Reviewers at high-impact journals (like Nature Methods) are increasingly demanding Pseudobulk analysis to control for false discovery rates. sclet makes both standard DE and Pseudobulk DE incredibly straightforward.

In this chapter, the standard single-cell DE examples are executed during book rendering so they also serve as lightweight regression checks. The pseudobulk section now includes a small CI-friendly smoke test built from synthetic donor groupings, while the surrounding discussion still reflects the fact that real pseudobulk designs should be driven by actual biological replicates.

7.1 Standard Single-Cell DE

You can find markers for all clusters using RunDEtest(), which wraps FindMarkers or FindAllMarkers. Importantly, RunDEtest() saves the result as an analysis-state inside the SingleCellExperiment object.

library(sclet)
# Assuming 'sce' has been processed and clustered
sce <- readRDS("data/pbmc-3k-sce.rds")

# Run differential expression test and record the state
sce <- RunDEtest(sce, only.pos = TRUE, min.pct = 0.25, logfc.threshold = 0.25)

# Visualize the DE results using a Volcano plot
DEtestPlot(sce)

7.1.1 The “What does this gene even do?” Problem

When you get a list of marker genes, you’re often left staring at cryptic acronyms like ZBTB16 or KLRB1. What do they actually do?

sclet provides a handy utility called gene_summary_table() that automatically fetches the full name and biological summary of the genes from the selected orgDb annotation package.

# Get the raw DE results from the state
de_results <- get_detest(sce)$results

# Take the top 5 markers
top_genes <- head(de_results$gene, 5)

# Fetch their biological summaries!
summary_df <- gene_summary_table(
    top_genes,
    orgDb = "org.Hs.eg.db",
    output = "data.frame"
)
print(summary_df)

## [1] ENTREZID    gene        name        description
## [5] summary    
## <0 rows> (or 0-length row.names)

This simple helper can save you hours of manually Googling gene names.

7.2 The Gold Standard: Pseudobulk Analysis

To avoid the inflated p-values of single-cell DE, the current best practice is to aggregate the counts of all cells within the same biological replicate and cell type, creating a “pseudobulk” sample. You then run robust bulk RNA-seq tools (like DESeq2 or edgeR) on these aggregated samples.

sclet handles this elegantly with two functions: AggregateExpression() and FindMarkers_pseudobulk().

7.2.1 Step 1: Aggregate Expression

In a real analysis, your sce object would usually already contain replicate metadata such as donor_id and cell_type. For a runnable book example, we create a simple donor column on the fly and reuse the current cluster labels as grouping labels.

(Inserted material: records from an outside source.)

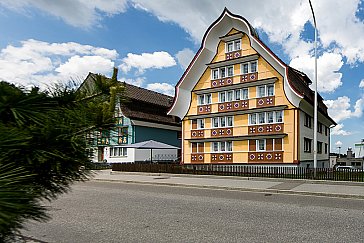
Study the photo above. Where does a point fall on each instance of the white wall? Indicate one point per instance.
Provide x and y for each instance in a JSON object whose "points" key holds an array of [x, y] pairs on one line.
{"points": [[120, 159], [359, 150], [306, 132], [140, 155]]}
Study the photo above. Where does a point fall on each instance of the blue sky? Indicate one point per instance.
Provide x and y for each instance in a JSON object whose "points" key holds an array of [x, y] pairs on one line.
{"points": [[44, 42]]}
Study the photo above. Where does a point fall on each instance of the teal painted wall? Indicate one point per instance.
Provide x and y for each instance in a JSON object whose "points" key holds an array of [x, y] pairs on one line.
{"points": [[157, 134]]}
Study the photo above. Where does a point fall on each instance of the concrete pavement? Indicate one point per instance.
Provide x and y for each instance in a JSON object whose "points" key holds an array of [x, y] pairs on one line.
{"points": [[265, 185]]}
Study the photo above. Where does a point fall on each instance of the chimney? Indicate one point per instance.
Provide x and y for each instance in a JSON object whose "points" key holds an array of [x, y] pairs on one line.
{"points": [[350, 153]]}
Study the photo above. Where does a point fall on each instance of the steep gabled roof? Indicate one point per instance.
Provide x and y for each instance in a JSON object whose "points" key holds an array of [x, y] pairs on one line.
{"points": [[296, 83], [143, 104]]}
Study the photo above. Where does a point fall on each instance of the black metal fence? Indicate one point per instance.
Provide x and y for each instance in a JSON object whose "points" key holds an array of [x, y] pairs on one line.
{"points": [[245, 171]]}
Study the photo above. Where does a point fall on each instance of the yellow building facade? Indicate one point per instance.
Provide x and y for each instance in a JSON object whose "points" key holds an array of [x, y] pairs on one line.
{"points": [[240, 104]]}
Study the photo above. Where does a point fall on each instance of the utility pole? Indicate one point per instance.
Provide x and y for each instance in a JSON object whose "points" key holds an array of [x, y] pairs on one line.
{"points": [[315, 102]]}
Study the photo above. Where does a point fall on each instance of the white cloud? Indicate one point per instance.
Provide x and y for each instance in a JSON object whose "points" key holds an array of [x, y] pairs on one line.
{"points": [[287, 21], [163, 88], [184, 57], [41, 63], [145, 61], [338, 144], [338, 130], [328, 66], [361, 85], [78, 13], [139, 81], [340, 109]]}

# For a runnable example, we create a simple donor column.
cluster_id <- as.character(SingleCellExperiment::colLabels(sce))
if (length(cluster_id) == 0) {
    cluster_id <- as.character(Idents(sce))
}
sce$cluster_id <- cluster_id
sce$donor_id <- rep(paste0("donor", 1:4), length.out = ncol(sce))

# Aggregate counts by cluster and donor
pb_sce <- AggregateExpression(
    sce, 
    group_by = c("cluster_id", "donor_id"), 
    assay.type = "counts"
)

# The result is a much smaller SummarizedExperiment
# where each column is a "donor-cluster" pseudobulk sample.
dim(pb_sce)

## [1] 13714    40

7.2.2 Step 2: Pseudobulk DE with DESeq2

Now, you can run DESeq2 directly on this aggregated object to find markers robustly.

cluster_tab <- table(pb_sce$cluster_id)
target_clusters <- names(cluster_tab[cluster_tab >= 2])[1:2]
stopifnot(length(target_clusters) == 2)

pb_subset <- pb_sce[, pb_sce$cluster_id %in% target_clusters]
res <- FindMarkers_pseudobulk(
    pb_subset,
    design = ~ cluster_id,
    contrast = c("cluster_id", target_clusters[1], target_clusters[2])
)

head(res[, c("log2FoldChange", "pvalue", "padj")])

By leveraging AggregateExpression() and FindMarkers_pseudobulk(), you completely bypass the inflated p-value problem and ensure your biological findings are robust across actual replicates, not just individual cells.